芥川賞作家・長嶋有 新作で漫画に挑戦

アニメ・マンガ

2012/5/23

 別名義・ブルボン小林で漫画評を連載したり、漫画賞の審査員を務めたりと漫画への造詣が深い芥川賞作家・長嶋有。漫画愛溢れる彼が挑んだのは「漫画編集者」として、さらには「漫画家」として、自分で漫画を作ること。2年以上かけて取り組んだ2作品が、ついに完成した。

 
 「2冊完成して、夏休みが終わったような虚脱感がある。ずっと楽しかったから」。長嶋有の新作『長嶋有漫画化計画』と『フキンシンちゃん』は小説ではない。漫画だ。『長嶋有漫画化計画』では、長嶋有の小説を漫画家15人がコミカライズ(10作は『小説宝石』で連載、描き下ろし5作)。
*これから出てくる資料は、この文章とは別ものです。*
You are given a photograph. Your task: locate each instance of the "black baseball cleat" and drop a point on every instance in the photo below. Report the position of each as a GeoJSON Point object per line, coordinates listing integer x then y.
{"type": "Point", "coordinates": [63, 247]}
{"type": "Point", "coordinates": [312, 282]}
長嶋さんはこの企画の単なる「原作者」ではない。

 出版社に企画を売り込むところから始め、萩尾望都ら漫画家を口説き、打ち合わせもネームのチェックも、時には原稿を受け取りにも行った。つまり連載開始から本ができあがるまでの2年半、長嶋さんは「編集者」として、漫画化に関わり続けたのだ。
 「先は見えないながらもうまくいくっていう楽観性だけはなぜかあって。参加してくれた漫画家さん側にもそれがあった気がするなあ。『長嶋があんなにやる気なんだから大丈夫だろ』って。でも『手を抜けないぞ』と思って、全員ガチンコで描いてくれた。何人かの漫画家さんは、明らかにその人の新しい面が作品に出た気がしますね」

 長嶋さんが引き出した15人の全力がつまったこの本の熱量は凄まじい。どの作品もその人らしく、かつ長嶋有の小説の魅力を改めて十全に伝えている。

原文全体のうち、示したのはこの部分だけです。